Drug molecule screening

Code available here.

This tutorial builds a virtual drug-screening pipeline on Flyte. The workflow loads a library of drug SMILES strings, computes physicochemical properties with RDKit, applies Lipinski’s Rule of Five and custom target-profile filters, and ranks candidates by drug-likeness score — with rich HTML reports streamed into the Flyte UI.

Flyte provides:

  • Cached molecule loading so repeated runs skip re-parsing SMILES
  • Report-enabled stage tasks that stream property charts, similarity matrices, and candidate spotlights as each step completes
  • Lightweight orchestration — the top-level pipeline task chains stages without its own report surface

Define the task environment

The pipeline runs on CPU with RDKit and system libraries for 2D structure rendering.

drug_molecule_screening.py
main_img = flyte.Image.from_uv_script(__file__, name="drug-molecule-screening", pre=True).with_apt_packages(
    "libxrender1", "libxext6", "libexpat1",
)

env = flyte.TaskEnvironment(
    name="drug-molecule-screening",
    image=main_img,
    resources=flyte.Resources(cpu=2, memory="6Gi"),
)
# /// script
# requires-python = ">=3.12"
# dependencies = [
#    "flyte>=2.4.0",
#    "rdkit",
#    "numpy",
#    "scikit-learn",
#    "pillow",
# ]
# ///

Orchestrate the pipeline

The pipeline task is a lightweight orchestrator: it calls four stage tasks in sequence and returns a JSON summary.

drug_molecule_screening.py
@env.task
async def pipeline(
    molecules_json: str = "",
    target_profile: str = "",
) -> str:
    """Virtual drug molecule screening pipeline.

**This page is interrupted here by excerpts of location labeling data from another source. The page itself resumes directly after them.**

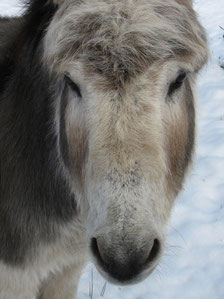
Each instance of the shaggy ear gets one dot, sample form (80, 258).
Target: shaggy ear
(58, 2)
(187, 3)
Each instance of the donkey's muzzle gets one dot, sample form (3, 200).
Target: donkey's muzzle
(123, 263)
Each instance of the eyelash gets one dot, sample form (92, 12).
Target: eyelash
(74, 87)
(177, 83)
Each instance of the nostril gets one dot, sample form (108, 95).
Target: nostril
(154, 251)
(95, 249)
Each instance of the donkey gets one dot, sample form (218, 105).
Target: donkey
(97, 125)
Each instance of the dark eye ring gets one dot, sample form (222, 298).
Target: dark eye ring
(74, 87)
(177, 83)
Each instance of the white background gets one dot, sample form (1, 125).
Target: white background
(193, 265)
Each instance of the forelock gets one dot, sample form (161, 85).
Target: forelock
(120, 39)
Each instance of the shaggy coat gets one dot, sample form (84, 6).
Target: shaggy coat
(96, 136)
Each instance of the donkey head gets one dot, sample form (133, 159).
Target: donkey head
(125, 115)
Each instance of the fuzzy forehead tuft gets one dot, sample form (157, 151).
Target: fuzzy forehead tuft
(120, 39)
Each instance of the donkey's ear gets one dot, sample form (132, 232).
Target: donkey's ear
(187, 3)
(58, 2)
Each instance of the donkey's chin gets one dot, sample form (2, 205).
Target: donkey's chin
(121, 270)
(121, 281)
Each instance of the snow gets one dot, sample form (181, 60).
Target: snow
(193, 265)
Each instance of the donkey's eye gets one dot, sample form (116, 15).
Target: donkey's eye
(74, 87)
(177, 83)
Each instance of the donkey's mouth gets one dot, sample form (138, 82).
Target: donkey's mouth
(123, 271)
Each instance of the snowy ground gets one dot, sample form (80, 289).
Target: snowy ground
(193, 266)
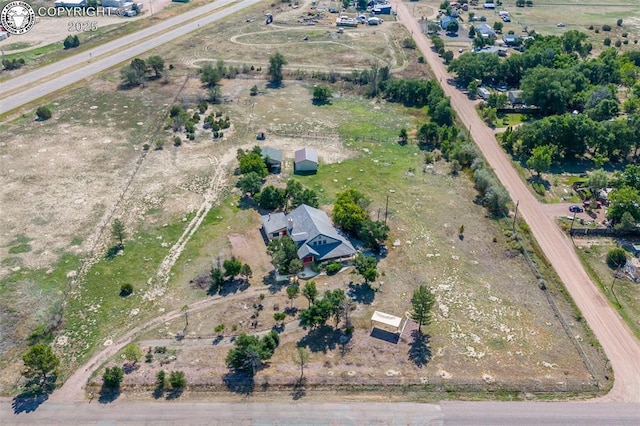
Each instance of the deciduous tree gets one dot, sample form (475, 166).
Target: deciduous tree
(118, 231)
(276, 62)
(421, 304)
(40, 361)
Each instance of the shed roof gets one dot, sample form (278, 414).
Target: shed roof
(272, 153)
(386, 319)
(306, 154)
(274, 222)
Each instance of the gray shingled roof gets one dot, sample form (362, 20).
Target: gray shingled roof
(306, 154)
(308, 223)
(273, 222)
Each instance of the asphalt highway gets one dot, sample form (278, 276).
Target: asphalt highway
(43, 81)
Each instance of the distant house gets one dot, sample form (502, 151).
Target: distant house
(382, 9)
(511, 39)
(484, 93)
(312, 231)
(485, 30)
(306, 160)
(515, 97)
(444, 22)
(273, 158)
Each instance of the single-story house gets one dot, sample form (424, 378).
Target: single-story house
(495, 50)
(306, 160)
(382, 9)
(511, 39)
(311, 229)
(485, 30)
(515, 97)
(445, 21)
(70, 3)
(273, 158)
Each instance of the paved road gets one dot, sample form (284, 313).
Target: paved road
(21, 90)
(305, 413)
(620, 345)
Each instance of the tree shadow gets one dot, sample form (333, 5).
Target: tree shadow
(299, 390)
(385, 335)
(321, 339)
(419, 351)
(158, 392)
(174, 394)
(233, 287)
(247, 203)
(320, 102)
(112, 252)
(361, 293)
(274, 285)
(540, 180)
(239, 382)
(33, 395)
(108, 395)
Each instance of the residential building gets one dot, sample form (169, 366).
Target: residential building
(313, 232)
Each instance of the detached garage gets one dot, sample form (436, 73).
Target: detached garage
(306, 160)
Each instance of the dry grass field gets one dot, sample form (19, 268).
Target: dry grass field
(71, 175)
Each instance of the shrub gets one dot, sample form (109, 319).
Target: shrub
(43, 113)
(409, 43)
(334, 268)
(616, 257)
(126, 289)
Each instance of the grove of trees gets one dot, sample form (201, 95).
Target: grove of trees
(250, 352)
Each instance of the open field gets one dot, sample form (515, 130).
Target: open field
(544, 16)
(87, 165)
(625, 295)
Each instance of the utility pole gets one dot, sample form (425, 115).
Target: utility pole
(386, 210)
(572, 222)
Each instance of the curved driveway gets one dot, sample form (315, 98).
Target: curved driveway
(620, 345)
(20, 90)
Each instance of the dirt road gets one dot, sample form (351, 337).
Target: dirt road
(622, 348)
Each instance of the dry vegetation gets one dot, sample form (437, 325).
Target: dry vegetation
(70, 175)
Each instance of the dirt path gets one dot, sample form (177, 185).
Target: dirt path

    Parses a molecular library, computes physicochemical properties,
    screens candidates against a target drug profile, and generates
    a comprehensive visual report with ranked candidates.

    Args:
        molecules_json: JSON mapping molecule names to SMILES strings.
            Defaults to a curated library of ~15 well-known drugs.
        target_profile: JSON with desired property ranges
            (e.g. {"mw": [150, 500], "logp": [-0.5, 5]}).
            Defaults to standard drug-like criteria.

    Returns:
        JSON summary of screening results.
    """
    mol_dir = await load_molecules(molecules_json=molecules_json)
    props_json = await compute_properties(molecule_dir=mol_dir)
    screening_json = await screen_candidates(
        properties_json=props_json,
        target_profile=target_profile,
    )
    summary = await generate_report(
        molecule_dir=mol_dir,
        properties_json=props_json,
        screening_json=screening_json,
    )
    return summary

Each stage task (load_molecules, compute_properties, screen_candidates, generate_report) owns its own report=True surface and updates the Flyte UI as it runs.

Run the workflow

From the example directory:

cd v2/tutorials/drug_molecule_screening
uv run --script drug_molecule_screening.py

Pass a custom target profile:

flyte run drug_molecule_screening.py pipeline \
  --target_profile '{"mw": [100, 400], "logp": [-0.5, 4.0]}'

Open the run URL and follow the report panel for funnel charts, property distributions, and top-candidate spotlights.